Jim would go to people, they would come to him, which included our house, and/or he would listen to and help people on the phone. Jim’s reference to fixing the pothole expressed his understanding of the roots of some of those medical conditions (including Brown Lung). So, Jim helped people directly and was an advocate for safe and healthy working conditions. He and other community leaders around me taught me the importance and value of understanding the root causes of and possible solutions to people’s struggles, which includes both direct work and working with people at the community and systemic levels.
Those ideas and service models have stayed with me from the time that I became aware of them as a pre-adolescent. Since witnessing those models, I have experienced many situations including a variety of ways that people get together to try to help people meet our needs. I’ve found Jim’s model of nurturing to be the most valuable approach to meeting people’s needs, as directly as possible with people. I have worked in many different settings including with temporary agencies and well-established organizations. I have also worked with different pay scales including being paid a salary and by the hour. I have worked in different aspects of a mental health system including, Community Support, Community Support Team, and Intensive In-Home Services.
I have explored how social constructs, such as gender, class, age, mobility, sensory and food categories can affect people’s lives. I feel that people are good at our core beings, but we can do life affirming or harmful things. I think that people are good or that we’re fine the way we are naturally. But sometimes, we get caught up in harmful spaces and ideas. I understand how sometimes people are marginalized in the U.S. culture because there are dominant patterns in place that are used as a standard that other ways of being are measured against.

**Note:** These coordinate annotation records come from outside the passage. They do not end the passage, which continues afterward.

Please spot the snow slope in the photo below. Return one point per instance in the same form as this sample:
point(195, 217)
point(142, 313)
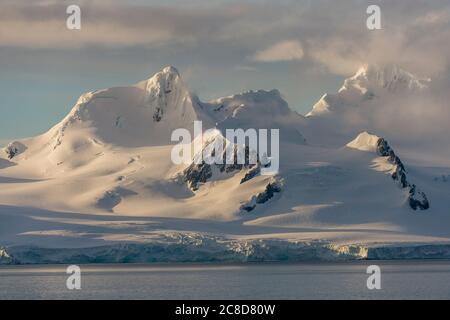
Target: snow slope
point(100, 186)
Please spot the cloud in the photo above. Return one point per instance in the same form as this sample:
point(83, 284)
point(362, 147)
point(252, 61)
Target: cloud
point(282, 51)
point(330, 35)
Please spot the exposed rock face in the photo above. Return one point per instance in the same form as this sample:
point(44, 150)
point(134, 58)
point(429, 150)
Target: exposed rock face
point(13, 149)
point(417, 199)
point(273, 187)
point(199, 173)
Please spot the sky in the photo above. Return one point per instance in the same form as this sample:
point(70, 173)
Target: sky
point(303, 48)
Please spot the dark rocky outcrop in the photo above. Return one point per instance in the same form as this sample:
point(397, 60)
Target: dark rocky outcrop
point(273, 187)
point(417, 199)
point(199, 173)
point(14, 148)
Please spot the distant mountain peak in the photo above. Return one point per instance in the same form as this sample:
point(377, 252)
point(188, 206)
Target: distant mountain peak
point(390, 77)
point(370, 81)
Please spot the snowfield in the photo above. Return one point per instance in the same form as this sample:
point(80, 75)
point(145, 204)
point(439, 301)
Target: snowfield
point(100, 186)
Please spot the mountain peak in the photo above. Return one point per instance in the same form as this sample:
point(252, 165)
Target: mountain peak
point(390, 77)
point(170, 70)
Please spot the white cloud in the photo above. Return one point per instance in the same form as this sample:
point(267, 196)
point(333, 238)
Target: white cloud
point(282, 51)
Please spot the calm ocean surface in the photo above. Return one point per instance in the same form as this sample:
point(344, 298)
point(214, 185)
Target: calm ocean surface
point(399, 280)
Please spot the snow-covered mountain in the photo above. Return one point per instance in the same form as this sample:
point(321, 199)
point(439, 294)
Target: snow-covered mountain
point(103, 179)
point(370, 82)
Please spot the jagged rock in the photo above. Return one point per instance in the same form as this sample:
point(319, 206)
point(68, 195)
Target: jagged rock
point(271, 189)
point(383, 148)
point(268, 194)
point(14, 148)
point(199, 173)
point(418, 199)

I have a Master’s degree in social work and have worked in traditional and special education classrooms. I have been engaged with the traditional retributive justice system and the Greensboro Truth and Reconciliation Commission Project (GTRCP). I have been involved with community projects such as the Greensboro Currency Project (GCP) and Undoing Racism. I want to continue be involved with people directly because I think it makes more sense to me that people be involved in areas that impact our lives.
I have also worked at the policy level and understand how they can affect people’s lives. A few years ago, someone that I used to work with at a mental health agency called me to express her concern. She knew that I was struggling and suggested that I get a neurological evaluation. I got tested and one thing led to another. I was diagnosed with Non-Verbal Learning Disability (a new term for me). Later, I was diagnosed on the Autism spectrum. Since then, I’ve experienced trying to meet my needs through the dominant culture and systems, such as food and healthcare.
As part of my social work experiences, I’ve worked at some mental health agencies. I’ve had a mixed experience with the mental health agencies and other work and school experiences. The last mental health agency that I worked for, let me go, because they said the reason was, “due to fit.” That moment led to my car being repossessed, being evicted from my residence, and generally, finding myself in a, “client” space.
So, I have experienced many different working and economic situations first hand. I received my experience at a shelter and other services as both a client and social worker (individual and collective experiences).
Therefore, I draw on my journey to share perspectives, ideas, and information to reference as we want. So that we can live our lives the way we want to. So, I have experienced an intellectual and emotional journey, which includes my own healing. Since I understand certain experiences like family dynamics and losing loved ones through violence, I know how it can impact people at the individual and community levels.